Claramente de 5 a 12 V  se ha quemado ... ¿ Que conocimientos tienes de electrónica ?


----------



## joseg46 (Feb 8, 2019)

DOSMETROS dijo:


> Claramente de 5 a 12 V  se ha quemado ... ¿ Que conocimientos tienes de electrónica ?




hola muchsiismas gracias por responder

pues la verdad es que muy muy pocos, pero si hay algo que hacer, soy aplicado para intentar aprender jejeje

por favor, podrias echarme una manita?


----------



## DOSMETROS (Feb 8, 2019)

Comienza desarmándolo y sube fotos grandes y nítidas de frente y dorso de la plaqueta.


----------



## joseg46 (Feb 8, 2019)

DOSMETROS dijo:


> Comienza desarmándolo y sube fotos grandes y nítidas de frente y dorso de la plaqueta.





muchisimas gracias, ahora en cuanto llegue a casa las hago


----------



## joseg46 (Feb 8, 2019)

DOSMETROS dijo:


> Comienza desarmándolo y sube fotos grandes y nítidas de frente y dorso de la plaqueta.

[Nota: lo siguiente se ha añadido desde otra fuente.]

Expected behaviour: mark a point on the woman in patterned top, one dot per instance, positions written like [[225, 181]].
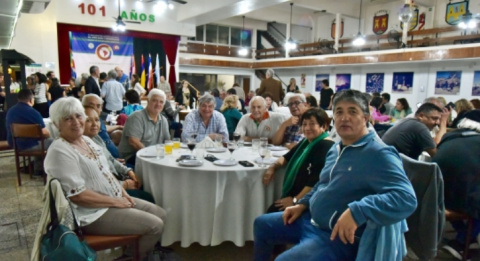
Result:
[[101, 204]]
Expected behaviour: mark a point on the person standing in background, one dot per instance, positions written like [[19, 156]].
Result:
[[326, 95], [274, 87]]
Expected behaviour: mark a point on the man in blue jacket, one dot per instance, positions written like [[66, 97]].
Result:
[[362, 180]]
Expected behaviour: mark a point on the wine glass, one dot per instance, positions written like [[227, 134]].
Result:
[[236, 136], [232, 146], [191, 145], [263, 152]]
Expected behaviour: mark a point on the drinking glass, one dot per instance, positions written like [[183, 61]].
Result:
[[236, 136], [263, 151], [176, 143], [255, 144], [160, 153], [168, 147], [232, 146]]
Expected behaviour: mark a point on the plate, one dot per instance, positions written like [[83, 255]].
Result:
[[265, 161], [190, 163], [216, 150], [225, 162], [277, 148]]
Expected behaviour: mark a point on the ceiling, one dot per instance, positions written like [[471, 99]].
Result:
[[201, 12]]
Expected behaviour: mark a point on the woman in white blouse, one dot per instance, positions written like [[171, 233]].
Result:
[[100, 203], [40, 94]]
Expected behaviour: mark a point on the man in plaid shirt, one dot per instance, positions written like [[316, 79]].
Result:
[[289, 133]]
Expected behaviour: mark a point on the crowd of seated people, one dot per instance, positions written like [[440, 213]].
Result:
[[312, 165]]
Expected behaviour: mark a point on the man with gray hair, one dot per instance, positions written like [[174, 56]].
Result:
[[272, 86], [113, 92], [205, 121], [259, 122], [290, 133], [145, 127]]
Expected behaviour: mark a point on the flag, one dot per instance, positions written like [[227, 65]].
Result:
[[157, 70], [132, 66], [142, 73], [150, 73]]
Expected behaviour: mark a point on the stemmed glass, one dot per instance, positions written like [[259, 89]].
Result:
[[263, 151], [191, 143], [232, 146]]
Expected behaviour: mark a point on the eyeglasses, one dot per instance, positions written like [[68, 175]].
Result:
[[294, 104]]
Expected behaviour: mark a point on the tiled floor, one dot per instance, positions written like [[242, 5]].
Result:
[[21, 209]]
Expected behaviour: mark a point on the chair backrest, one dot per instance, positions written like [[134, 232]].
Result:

hola de nuevo, acabo de desarmarlo lo que he podido ya que esta pegado con pegamento liquido a la tapa... te paso las fotos que he podido hacer, si necesitas mejor calidad dimelo y mañana haber si de dia mejora la calidad vale





esta es la placa principal, donde estan conectados todos los puertos menos el boton de volumen y encendido y la toma de 5v, que van en la placa de abajo conectadas a traves de unos cables con unos conectores muy pequeños





y esta la placa de abajo






muchas gracias


----------



## DJ T3 (Feb 8, 2019)

Para la proxima sube las fotos al foro, para que no se pierdan [TUTO] ¿Cómo subir archivos? (XenForo).
¿Que instrumental de medicion dispones, multimetro, voltimetro,etc?
Y considera de subir una foto mas nitida de la placa principal, ya que no se aprecian muy bien los componentes, recuerda de subir de ambos lados de la placa


----------



## ninodeves (Feb 9, 2019)

tendras que ir mirando componente tras componente desde donde tiene la entrada de corriente,hasta dar con el o los que se han quemado


----------



## joseg46 (Feb 9, 2019)

DJ T3 dijo:


> Para la proxima sube las fotos al foro, para que no se pierdan [TUTO] ¿Cómo subir archivos? (XenForo).
> ¿Que instrumental de medicion dispones, multimetro, voltimetro,etc?
> Y considera de subir una foto mas nitida de la placa principal, ya que no se aprecian muy bien los componentes, recuerda de subir de ambos lados de la placa




Hola, muchas gracias lo siento..mira pongo aquí 2 de la placa principal, lo mejor que he podido hacérselas ya que mi móvil ni mi cámara dan para más, el móvil lo mejor que puede acercarse es esto, espero que sirvan para algo jejeje


----------



## ninodeves (Feb 9, 2019)

me ha parecido ver un par de resistencias marcadas con un 0 normalmente estas resistencias son fusibles y se queman,midelas a ver si el multímetro te marca continuidad a través de ellas,sino es asi es que están quemadas y ahí puedes tener el fallo.


----------



## DJ T3 (Feb 11, 2019)

Insisto en saber sobre el instrumental que dispones.
Dinos qué alcanzas a leer sobre éste componente?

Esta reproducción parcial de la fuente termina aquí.